Linux's Speculation Handling Was Messed Up After Resuming From Suspend For Boot CPU
Hitting the mainline Linux Git tree today was a rather interesting fix... It turns out that when Linux was resuming from S3 suspend, it wasn't correctly restoring the MSRs for the boot CPU around handling speculative execution mitigations.
The Linux kernel was not restoring speculation-related model specific registers (MSRs) for the boot CPU when resuming from S3 suspend. These model specific registers are important for mitigating speculative execution vulnerabilities but unfortunately the x86 power code wasn't restoring their intended state on resume. In turn this could leave the boot CPU vulnerable (though secondary CPUs were correctly restored) after suspending the Linux system. At least with only the boot CPU not being covered, the exposure is limited but still surprising the issue was only uncovered and addressed now in 2022 after all the attention these speculative execution vulnerability mitigations have received the past few years.

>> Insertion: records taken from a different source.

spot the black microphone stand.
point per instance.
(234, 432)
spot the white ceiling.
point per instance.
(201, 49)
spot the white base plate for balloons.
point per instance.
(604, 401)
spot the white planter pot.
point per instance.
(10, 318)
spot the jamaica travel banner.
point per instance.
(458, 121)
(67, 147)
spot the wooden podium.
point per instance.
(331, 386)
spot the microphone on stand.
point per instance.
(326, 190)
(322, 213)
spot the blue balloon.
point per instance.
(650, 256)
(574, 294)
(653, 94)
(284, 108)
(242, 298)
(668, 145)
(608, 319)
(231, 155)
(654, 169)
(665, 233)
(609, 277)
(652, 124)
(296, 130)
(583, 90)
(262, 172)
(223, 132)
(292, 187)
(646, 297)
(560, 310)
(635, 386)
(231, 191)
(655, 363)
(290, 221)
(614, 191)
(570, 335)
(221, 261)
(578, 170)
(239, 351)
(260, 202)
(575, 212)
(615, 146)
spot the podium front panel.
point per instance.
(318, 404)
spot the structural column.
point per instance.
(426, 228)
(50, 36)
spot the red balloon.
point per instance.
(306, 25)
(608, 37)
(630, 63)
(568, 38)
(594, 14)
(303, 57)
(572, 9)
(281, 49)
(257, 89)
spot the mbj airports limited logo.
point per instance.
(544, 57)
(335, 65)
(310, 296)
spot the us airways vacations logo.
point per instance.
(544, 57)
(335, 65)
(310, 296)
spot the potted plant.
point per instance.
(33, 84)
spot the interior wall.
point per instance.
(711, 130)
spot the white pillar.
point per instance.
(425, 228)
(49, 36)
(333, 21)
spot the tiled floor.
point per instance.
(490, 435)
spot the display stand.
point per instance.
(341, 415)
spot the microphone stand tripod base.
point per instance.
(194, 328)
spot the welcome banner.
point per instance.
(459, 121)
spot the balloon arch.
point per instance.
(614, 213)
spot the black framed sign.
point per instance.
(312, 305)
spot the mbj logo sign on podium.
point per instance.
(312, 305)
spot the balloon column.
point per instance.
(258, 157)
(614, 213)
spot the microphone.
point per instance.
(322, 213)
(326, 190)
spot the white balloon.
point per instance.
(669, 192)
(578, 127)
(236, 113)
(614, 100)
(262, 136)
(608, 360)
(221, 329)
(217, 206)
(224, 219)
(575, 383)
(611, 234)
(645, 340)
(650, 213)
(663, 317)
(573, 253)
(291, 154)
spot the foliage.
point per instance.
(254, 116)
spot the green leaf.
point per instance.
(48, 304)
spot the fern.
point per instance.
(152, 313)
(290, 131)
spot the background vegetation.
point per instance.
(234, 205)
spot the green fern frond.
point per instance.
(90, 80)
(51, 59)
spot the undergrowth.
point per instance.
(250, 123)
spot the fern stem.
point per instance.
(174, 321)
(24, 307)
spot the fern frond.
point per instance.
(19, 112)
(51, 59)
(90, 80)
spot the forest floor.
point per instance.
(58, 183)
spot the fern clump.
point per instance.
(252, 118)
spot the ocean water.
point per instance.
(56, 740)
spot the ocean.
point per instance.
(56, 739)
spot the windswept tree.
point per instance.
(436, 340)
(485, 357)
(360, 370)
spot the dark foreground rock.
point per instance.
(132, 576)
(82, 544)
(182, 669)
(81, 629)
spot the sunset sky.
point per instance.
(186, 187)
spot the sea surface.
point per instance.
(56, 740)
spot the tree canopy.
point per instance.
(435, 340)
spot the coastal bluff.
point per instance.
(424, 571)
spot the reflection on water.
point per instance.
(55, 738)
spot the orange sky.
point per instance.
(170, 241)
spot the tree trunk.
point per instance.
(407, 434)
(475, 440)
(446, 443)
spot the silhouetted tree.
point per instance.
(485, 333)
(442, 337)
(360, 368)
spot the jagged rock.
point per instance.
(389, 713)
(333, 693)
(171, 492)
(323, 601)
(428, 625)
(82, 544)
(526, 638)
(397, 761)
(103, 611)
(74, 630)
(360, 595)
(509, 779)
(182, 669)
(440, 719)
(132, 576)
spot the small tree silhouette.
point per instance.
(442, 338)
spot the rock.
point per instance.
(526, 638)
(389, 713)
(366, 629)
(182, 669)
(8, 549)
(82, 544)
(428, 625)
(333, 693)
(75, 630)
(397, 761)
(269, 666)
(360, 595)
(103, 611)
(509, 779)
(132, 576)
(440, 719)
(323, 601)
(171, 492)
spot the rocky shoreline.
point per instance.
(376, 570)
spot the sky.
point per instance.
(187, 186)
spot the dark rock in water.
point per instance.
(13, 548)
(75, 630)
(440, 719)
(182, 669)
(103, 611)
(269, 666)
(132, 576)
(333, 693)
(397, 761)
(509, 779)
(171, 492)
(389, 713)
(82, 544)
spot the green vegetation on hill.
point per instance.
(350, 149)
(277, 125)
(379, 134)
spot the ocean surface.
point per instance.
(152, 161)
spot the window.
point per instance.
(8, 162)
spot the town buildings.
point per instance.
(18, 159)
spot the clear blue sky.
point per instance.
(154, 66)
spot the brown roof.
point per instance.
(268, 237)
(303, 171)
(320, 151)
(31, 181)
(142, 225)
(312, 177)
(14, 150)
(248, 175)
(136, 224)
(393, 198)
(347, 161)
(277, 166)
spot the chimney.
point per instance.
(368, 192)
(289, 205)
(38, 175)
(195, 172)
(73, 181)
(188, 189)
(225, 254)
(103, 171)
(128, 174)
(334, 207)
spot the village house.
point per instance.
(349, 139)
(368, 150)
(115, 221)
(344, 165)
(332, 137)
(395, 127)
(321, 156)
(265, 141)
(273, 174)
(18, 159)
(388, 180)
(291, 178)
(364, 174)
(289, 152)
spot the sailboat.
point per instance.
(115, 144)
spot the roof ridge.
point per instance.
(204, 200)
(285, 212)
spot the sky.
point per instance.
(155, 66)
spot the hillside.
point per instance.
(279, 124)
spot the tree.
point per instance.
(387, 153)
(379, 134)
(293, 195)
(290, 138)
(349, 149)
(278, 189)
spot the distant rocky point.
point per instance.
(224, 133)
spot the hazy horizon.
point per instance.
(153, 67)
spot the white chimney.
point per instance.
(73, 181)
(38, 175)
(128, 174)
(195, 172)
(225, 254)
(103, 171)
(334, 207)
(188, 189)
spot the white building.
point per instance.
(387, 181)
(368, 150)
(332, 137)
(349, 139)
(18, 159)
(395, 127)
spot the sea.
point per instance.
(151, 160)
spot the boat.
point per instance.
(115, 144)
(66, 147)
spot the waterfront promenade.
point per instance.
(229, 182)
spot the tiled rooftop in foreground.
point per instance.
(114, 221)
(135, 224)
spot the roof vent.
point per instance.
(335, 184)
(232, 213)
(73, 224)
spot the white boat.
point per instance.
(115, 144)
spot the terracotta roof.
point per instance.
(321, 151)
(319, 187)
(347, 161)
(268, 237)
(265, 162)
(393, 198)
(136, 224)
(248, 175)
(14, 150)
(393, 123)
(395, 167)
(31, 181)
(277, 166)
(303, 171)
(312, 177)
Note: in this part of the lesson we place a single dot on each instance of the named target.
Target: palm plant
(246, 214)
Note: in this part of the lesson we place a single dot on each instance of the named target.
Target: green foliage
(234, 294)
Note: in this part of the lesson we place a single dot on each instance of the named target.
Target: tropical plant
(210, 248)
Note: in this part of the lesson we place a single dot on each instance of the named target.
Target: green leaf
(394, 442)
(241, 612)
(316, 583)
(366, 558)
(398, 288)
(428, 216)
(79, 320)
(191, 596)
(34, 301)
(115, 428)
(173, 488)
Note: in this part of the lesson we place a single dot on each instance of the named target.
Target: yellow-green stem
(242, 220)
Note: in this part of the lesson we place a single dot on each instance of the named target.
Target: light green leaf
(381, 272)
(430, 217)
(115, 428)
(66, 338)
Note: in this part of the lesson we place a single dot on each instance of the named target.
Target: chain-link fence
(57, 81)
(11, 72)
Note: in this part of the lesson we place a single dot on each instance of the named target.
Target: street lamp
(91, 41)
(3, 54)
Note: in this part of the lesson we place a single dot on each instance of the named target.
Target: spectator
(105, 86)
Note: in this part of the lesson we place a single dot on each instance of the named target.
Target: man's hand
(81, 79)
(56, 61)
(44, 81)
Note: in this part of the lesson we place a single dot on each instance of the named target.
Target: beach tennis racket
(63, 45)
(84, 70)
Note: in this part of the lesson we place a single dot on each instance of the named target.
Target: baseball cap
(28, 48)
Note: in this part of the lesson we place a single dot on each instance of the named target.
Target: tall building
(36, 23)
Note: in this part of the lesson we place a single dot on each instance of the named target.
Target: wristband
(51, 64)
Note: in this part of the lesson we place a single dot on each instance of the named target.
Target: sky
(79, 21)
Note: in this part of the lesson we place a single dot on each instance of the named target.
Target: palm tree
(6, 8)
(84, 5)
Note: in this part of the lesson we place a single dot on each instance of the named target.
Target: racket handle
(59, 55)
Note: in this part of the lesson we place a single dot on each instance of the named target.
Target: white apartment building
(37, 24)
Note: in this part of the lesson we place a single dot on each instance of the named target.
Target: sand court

The fix makes use of the Linux framework for saving/restoring extra MSR registers around the suspend/resume cycle. MSRs not previously handled correctly until this fix included MSR_IA32_SPEC_CTRL for speculation control, MSR_IA32_TSX_CTRL and MSR_TSX_FORCE_ABORT for the TSX Async Abort (TAA) vulnerability, MSR_IA32_MCU_OPT_CTRL for the Special Register Buffer Data Sampling around the Microarchitectural Data Sampling (MDS) vulnerability, and MSR_AMD64_LS_CFG.
While hitting Linux 5.18 Git today, the fix by Intel engineer Pawan Gupta is also marked for back-porting to currently supported Linux stable series.